Weil viele Patienten lange und zum Teil vergeblich auf ein Spenderorgan warten, hat der Bundestag im Juni 2012 beschlossen, alle Krankenversicherten regelmäßig zu fragen, ob sie im Fall ihres Todes zu einer Organspende bereit wären. Die Krankenkassen haben daraufhin Informationsmaterial und Spenderausweise verschickt. Der Ethikrat ist mit der ersten Aussendung aus dem Jahr 2013 unzufrieden, weil er zwischen den Kassen erhebliche Unterschiede entdeckt. Zum Teil wurden veraltete Zahlen genannt, auch sachliche Fehler kamen vor. Vor allem kritisiert der Ethikrat, dass in vielen Fällen die Optionen auf dem Spenderausweis nicht ausreichend erläutert worden seien.

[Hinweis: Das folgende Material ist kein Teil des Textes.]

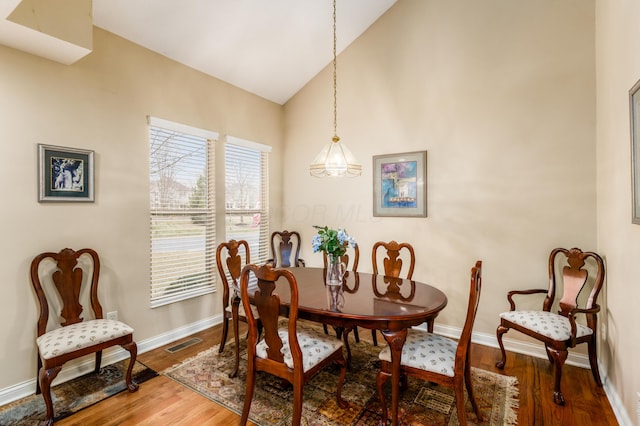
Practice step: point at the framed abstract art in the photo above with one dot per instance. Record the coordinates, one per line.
(400, 184)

Was bedeutet es zum Beispiel, die Entscheidung auf eine Vertrauensperson zu übertragen, und was bedeutet es, den Ausweis nicht auszufüllen?

 

Der Medizinethiker Giovanni Maio von der Uni Freiburg teilt die Kritik. „Das größte Problem ist, die Bürger objektiv und vorurteilsfrei aufzuklären“, sagt er. „Derzeit wird suggeriert, als seien alle Fragen geklärt und die Einwilligung in die Organspende eine Bagatelle.“ Die Beratung soll ergebnisoffen sein und jeder Befragte ist in seiner Entscheidung frei – diese Prinzipien sollten Maio zufolge ernster genommen werden. „Man muss vermeiden, dass verkappte Werbekampagnen als ausgewogene Information ausgegeben werden“, sagt er.

Verbesserungen im System

Der Ethikrat nennt in seiner Stellungnahme einige schlechte Vorbilder. Eine Krankenkasse lässt zum Beispiel nur einen Gegner der Organspende zu Wort kommen, der sagt, er wisse zu wenig über das Thema. Diskutiert werden sollten nach Ansicht des Ethikrats etwa die Bedenken, dass sich die Angehörigen nach der Organspende nicht richtig vom Verstorbenen verabschieden könnten. Denn darauf könnte man entgegnen, „dass der Leichnam in würdigem Zustand zur Bestattung zu übergeben und den Angehörigen zuvor Gelegenheit zu geben ist, den Leichnam zu sehen“.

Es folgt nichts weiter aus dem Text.